- Born: Abigail Chin 1982 United States
- Education: University of Colorado Boulder
- Occupations: Sports journalist, television reporter
- Years active: 2000s–present
- Employer: NBC Sports Boston
- Known for: Boston Celtics courtside reporter and host
- Spouse: Mike Schmidt
- Children: 2

= Abby Chin =

American sports journalist (born 1982)

Abby Chin (born 1982) is an American sports journalist. She is a Boston Celtics basketball pregame and postgame reporter, as well as a court-side reporter. Chin also has covered major events for national networks, including the 2018 Winter Olympics in Pyeongchang on NBC and NBA Summer League on NBA TV. She actively fights for gender and ethnicity inclusion in sports and identifies as Asian American.

== Early life and education ==
Chin grew up in Denver, Colorado and studied broadcasting at the University of Colorado Boulder. Following graduation in 2003, she worked as a production assistant at ESPN and later interned in Colorado sports radio and television.

== Career ==
For a time, Chin worked for local television stations in Alabama and then CSN Northwest in Portland, Oregon. In January 2013, she began working as the Celtics court-side reporter, replacing Greg Dickerson. At the end of the 2019-20 season, Chin was laid off from her role as sideline reporter, igniting an online petition with over 1600 signatures to re-hire her.

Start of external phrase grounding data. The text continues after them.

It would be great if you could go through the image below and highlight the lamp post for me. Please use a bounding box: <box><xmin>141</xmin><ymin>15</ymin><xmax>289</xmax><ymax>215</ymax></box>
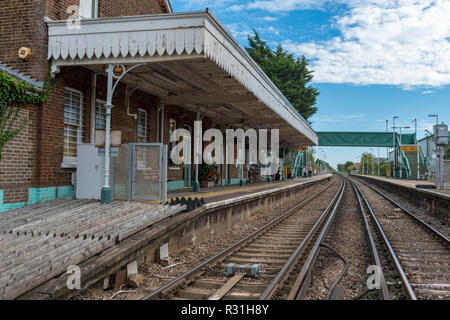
<box><xmin>412</xmin><ymin>118</ymin><xmax>419</xmax><ymax>180</ymax></box>
<box><xmin>370</xmin><ymin>148</ymin><xmax>375</xmax><ymax>175</ymax></box>
<box><xmin>386</xmin><ymin>120</ymin><xmax>390</xmax><ymax>177</ymax></box>
<box><xmin>362</xmin><ymin>153</ymin><xmax>364</xmax><ymax>175</ymax></box>
<box><xmin>428</xmin><ymin>114</ymin><xmax>439</xmax><ymax>125</ymax></box>
<box><xmin>393</xmin><ymin>116</ymin><xmax>399</xmax><ymax>178</ymax></box>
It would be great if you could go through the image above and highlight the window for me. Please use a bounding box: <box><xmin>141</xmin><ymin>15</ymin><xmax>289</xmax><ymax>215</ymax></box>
<box><xmin>80</xmin><ymin>0</ymin><xmax>97</xmax><ymax>19</ymax></box>
<box><xmin>137</xmin><ymin>109</ymin><xmax>148</xmax><ymax>142</ymax></box>
<box><xmin>169</xmin><ymin>118</ymin><xmax>177</xmax><ymax>143</ymax></box>
<box><xmin>64</xmin><ymin>88</ymin><xmax>83</xmax><ymax>164</ymax></box>
<box><xmin>95</xmin><ymin>100</ymin><xmax>106</xmax><ymax>129</ymax></box>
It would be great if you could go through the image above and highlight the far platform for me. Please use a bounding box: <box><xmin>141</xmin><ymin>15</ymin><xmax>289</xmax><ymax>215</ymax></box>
<box><xmin>355</xmin><ymin>175</ymin><xmax>450</xmax><ymax>197</ymax></box>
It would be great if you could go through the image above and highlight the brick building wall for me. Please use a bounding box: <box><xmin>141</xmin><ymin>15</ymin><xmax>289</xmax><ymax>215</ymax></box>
<box><xmin>0</xmin><ymin>0</ymin><xmax>48</xmax><ymax>81</ymax></box>
<box><xmin>0</xmin><ymin>0</ymin><xmax>245</xmax><ymax>209</ymax></box>
<box><xmin>0</xmin><ymin>105</ymin><xmax>39</xmax><ymax>203</ymax></box>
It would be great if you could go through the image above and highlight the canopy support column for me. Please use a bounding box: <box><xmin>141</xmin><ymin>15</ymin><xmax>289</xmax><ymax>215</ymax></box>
<box><xmin>193</xmin><ymin>105</ymin><xmax>201</xmax><ymax>192</ymax></box>
<box><xmin>100</xmin><ymin>63</ymin><xmax>144</xmax><ymax>204</ymax></box>
<box><xmin>101</xmin><ymin>64</ymin><xmax>114</xmax><ymax>204</ymax></box>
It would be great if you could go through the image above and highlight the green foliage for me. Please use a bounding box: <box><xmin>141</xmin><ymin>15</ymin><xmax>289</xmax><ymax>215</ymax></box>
<box><xmin>199</xmin><ymin>163</ymin><xmax>217</xmax><ymax>182</ymax></box>
<box><xmin>337</xmin><ymin>161</ymin><xmax>355</xmax><ymax>173</ymax></box>
<box><xmin>0</xmin><ymin>70</ymin><xmax>54</xmax><ymax>159</ymax></box>
<box><xmin>246</xmin><ymin>31</ymin><xmax>319</xmax><ymax>121</ymax></box>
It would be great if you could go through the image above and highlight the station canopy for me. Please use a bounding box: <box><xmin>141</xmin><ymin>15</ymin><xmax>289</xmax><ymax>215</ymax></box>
<box><xmin>46</xmin><ymin>10</ymin><xmax>318</xmax><ymax>147</ymax></box>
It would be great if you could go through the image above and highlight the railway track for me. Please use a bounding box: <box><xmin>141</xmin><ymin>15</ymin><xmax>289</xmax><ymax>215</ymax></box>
<box><xmin>349</xmin><ymin>176</ymin><xmax>450</xmax><ymax>300</ymax></box>
<box><xmin>141</xmin><ymin>176</ymin><xmax>345</xmax><ymax>300</ymax></box>
<box><xmin>288</xmin><ymin>176</ymin><xmax>390</xmax><ymax>300</ymax></box>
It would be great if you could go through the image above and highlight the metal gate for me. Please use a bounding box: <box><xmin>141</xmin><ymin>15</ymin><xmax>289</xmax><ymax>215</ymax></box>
<box><xmin>129</xmin><ymin>143</ymin><xmax>167</xmax><ymax>202</ymax></box>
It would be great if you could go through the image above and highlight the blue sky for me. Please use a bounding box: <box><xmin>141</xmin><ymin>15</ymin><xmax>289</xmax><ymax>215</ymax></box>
<box><xmin>170</xmin><ymin>0</ymin><xmax>450</xmax><ymax>168</ymax></box>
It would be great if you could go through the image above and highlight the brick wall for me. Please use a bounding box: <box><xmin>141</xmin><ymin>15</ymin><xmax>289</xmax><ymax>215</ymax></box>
<box><xmin>0</xmin><ymin>105</ymin><xmax>39</xmax><ymax>203</ymax></box>
<box><xmin>45</xmin><ymin>0</ymin><xmax>167</xmax><ymax>21</ymax></box>
<box><xmin>0</xmin><ymin>0</ymin><xmax>48</xmax><ymax>81</ymax></box>
<box><xmin>0</xmin><ymin>0</ymin><xmax>168</xmax><ymax>82</ymax></box>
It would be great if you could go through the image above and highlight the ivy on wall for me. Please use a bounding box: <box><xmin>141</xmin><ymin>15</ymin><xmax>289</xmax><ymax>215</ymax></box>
<box><xmin>0</xmin><ymin>70</ymin><xmax>55</xmax><ymax>159</ymax></box>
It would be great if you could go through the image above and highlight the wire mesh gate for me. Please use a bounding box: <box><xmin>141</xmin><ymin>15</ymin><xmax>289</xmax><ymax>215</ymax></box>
<box><xmin>114</xmin><ymin>143</ymin><xmax>167</xmax><ymax>202</ymax></box>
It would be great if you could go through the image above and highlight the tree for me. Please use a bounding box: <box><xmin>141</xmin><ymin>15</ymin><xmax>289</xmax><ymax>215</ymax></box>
<box><xmin>246</xmin><ymin>31</ymin><xmax>319</xmax><ymax>121</ymax></box>
<box><xmin>0</xmin><ymin>71</ymin><xmax>53</xmax><ymax>159</ymax></box>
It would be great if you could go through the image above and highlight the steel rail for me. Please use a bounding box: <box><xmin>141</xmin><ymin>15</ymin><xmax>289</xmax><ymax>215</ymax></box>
<box><xmin>260</xmin><ymin>176</ymin><xmax>345</xmax><ymax>300</ymax></box>
<box><xmin>141</xmin><ymin>177</ymin><xmax>336</xmax><ymax>300</ymax></box>
<box><xmin>347</xmin><ymin>177</ymin><xmax>390</xmax><ymax>300</ymax></box>
<box><xmin>350</xmin><ymin>178</ymin><xmax>417</xmax><ymax>300</ymax></box>
<box><xmin>355</xmin><ymin>177</ymin><xmax>449</xmax><ymax>243</ymax></box>
<box><xmin>281</xmin><ymin>176</ymin><xmax>346</xmax><ymax>300</ymax></box>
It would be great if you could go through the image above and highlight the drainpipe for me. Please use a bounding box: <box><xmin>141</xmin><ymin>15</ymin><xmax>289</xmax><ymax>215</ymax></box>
<box><xmin>90</xmin><ymin>72</ymin><xmax>97</xmax><ymax>144</ymax></box>
<box><xmin>160</xmin><ymin>103</ymin><xmax>165</xmax><ymax>143</ymax></box>
<box><xmin>101</xmin><ymin>64</ymin><xmax>114</xmax><ymax>204</ymax></box>
<box><xmin>193</xmin><ymin>105</ymin><xmax>201</xmax><ymax>192</ymax></box>
<box><xmin>225</xmin><ymin>142</ymin><xmax>229</xmax><ymax>186</ymax></box>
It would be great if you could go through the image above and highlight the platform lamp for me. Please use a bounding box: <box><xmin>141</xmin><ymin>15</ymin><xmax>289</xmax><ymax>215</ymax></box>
<box><xmin>412</xmin><ymin>118</ymin><xmax>419</xmax><ymax>180</ymax></box>
<box><xmin>369</xmin><ymin>148</ymin><xmax>374</xmax><ymax>175</ymax></box>
<box><xmin>428</xmin><ymin>114</ymin><xmax>439</xmax><ymax>125</ymax></box>
<box><xmin>386</xmin><ymin>120</ymin><xmax>390</xmax><ymax>177</ymax></box>
<box><xmin>393</xmin><ymin>116</ymin><xmax>399</xmax><ymax>178</ymax></box>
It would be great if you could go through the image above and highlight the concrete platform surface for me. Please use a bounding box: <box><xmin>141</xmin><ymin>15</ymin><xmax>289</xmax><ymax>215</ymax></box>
<box><xmin>164</xmin><ymin>175</ymin><xmax>332</xmax><ymax>203</ymax></box>
<box><xmin>357</xmin><ymin>175</ymin><xmax>450</xmax><ymax>197</ymax></box>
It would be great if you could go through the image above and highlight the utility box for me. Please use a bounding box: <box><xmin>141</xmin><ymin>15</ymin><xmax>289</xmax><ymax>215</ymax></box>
<box><xmin>434</xmin><ymin>124</ymin><xmax>448</xmax><ymax>145</ymax></box>
<box><xmin>76</xmin><ymin>144</ymin><xmax>116</xmax><ymax>200</ymax></box>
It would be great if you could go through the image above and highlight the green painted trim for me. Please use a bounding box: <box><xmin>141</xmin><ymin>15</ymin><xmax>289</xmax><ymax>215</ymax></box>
<box><xmin>228</xmin><ymin>178</ymin><xmax>241</xmax><ymax>185</ymax></box>
<box><xmin>57</xmin><ymin>186</ymin><xmax>74</xmax><ymax>199</ymax></box>
<box><xmin>0</xmin><ymin>186</ymin><xmax>74</xmax><ymax>213</ymax></box>
<box><xmin>168</xmin><ymin>180</ymin><xmax>185</xmax><ymax>191</ymax></box>
<box><xmin>28</xmin><ymin>187</ymin><xmax>57</xmax><ymax>205</ymax></box>
<box><xmin>101</xmin><ymin>187</ymin><xmax>112</xmax><ymax>204</ymax></box>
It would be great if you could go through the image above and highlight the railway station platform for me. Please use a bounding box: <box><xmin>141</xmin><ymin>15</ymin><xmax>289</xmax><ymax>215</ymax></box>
<box><xmin>164</xmin><ymin>175</ymin><xmax>331</xmax><ymax>204</ymax></box>
<box><xmin>1</xmin><ymin>174</ymin><xmax>332</xmax><ymax>300</ymax></box>
<box><xmin>354</xmin><ymin>174</ymin><xmax>449</xmax><ymax>225</ymax></box>
<box><xmin>355</xmin><ymin>175</ymin><xmax>450</xmax><ymax>197</ymax></box>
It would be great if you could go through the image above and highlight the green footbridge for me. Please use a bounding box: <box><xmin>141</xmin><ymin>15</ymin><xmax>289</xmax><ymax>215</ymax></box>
<box><xmin>291</xmin><ymin>132</ymin><xmax>431</xmax><ymax>180</ymax></box>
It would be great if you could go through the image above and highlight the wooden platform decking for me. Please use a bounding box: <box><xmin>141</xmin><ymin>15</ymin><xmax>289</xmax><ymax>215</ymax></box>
<box><xmin>0</xmin><ymin>199</ymin><xmax>185</xmax><ymax>300</ymax></box>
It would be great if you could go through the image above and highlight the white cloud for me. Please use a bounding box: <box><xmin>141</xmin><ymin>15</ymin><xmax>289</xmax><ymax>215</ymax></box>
<box><xmin>225</xmin><ymin>23</ymin><xmax>253</xmax><ymax>40</ymax></box>
<box><xmin>311</xmin><ymin>114</ymin><xmax>366</xmax><ymax>122</ymax></box>
<box><xmin>281</xmin><ymin>0</ymin><xmax>450</xmax><ymax>88</ymax></box>
<box><xmin>230</xmin><ymin>0</ymin><xmax>328</xmax><ymax>12</ymax></box>
<box><xmin>259</xmin><ymin>16</ymin><xmax>279</xmax><ymax>22</ymax></box>
<box><xmin>421</xmin><ymin>90</ymin><xmax>433</xmax><ymax>94</ymax></box>
<box><xmin>257</xmin><ymin>26</ymin><xmax>280</xmax><ymax>35</ymax></box>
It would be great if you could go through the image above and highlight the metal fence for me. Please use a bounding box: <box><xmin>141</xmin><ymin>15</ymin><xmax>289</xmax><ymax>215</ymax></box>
<box><xmin>114</xmin><ymin>143</ymin><xmax>167</xmax><ymax>201</ymax></box>
<box><xmin>444</xmin><ymin>160</ymin><xmax>450</xmax><ymax>189</ymax></box>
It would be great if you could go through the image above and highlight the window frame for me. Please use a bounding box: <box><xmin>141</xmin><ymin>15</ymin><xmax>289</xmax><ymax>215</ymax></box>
<box><xmin>95</xmin><ymin>99</ymin><xmax>106</xmax><ymax>130</ymax></box>
<box><xmin>137</xmin><ymin>108</ymin><xmax>149</xmax><ymax>143</ymax></box>
<box><xmin>79</xmin><ymin>0</ymin><xmax>98</xmax><ymax>19</ymax></box>
<box><xmin>63</xmin><ymin>87</ymin><xmax>84</xmax><ymax>168</ymax></box>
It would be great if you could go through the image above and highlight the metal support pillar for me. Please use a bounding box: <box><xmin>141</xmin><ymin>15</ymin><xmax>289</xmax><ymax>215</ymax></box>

She returned to Celtics for the 2020–21 season after Kyle Draper left to become the play-by-play announcer for the Sacramento Kings.

In March 2025, Chin was joined by sportswriter Jackie MacMullan and Connecticut Sun player Diamond DeShields for the second-ever all-female Celtics telecast in celebration of Women's History Month.

== Personal life ==
She is married to Mike Schmidt, a software engineer, and has two children, Mabel and Silas.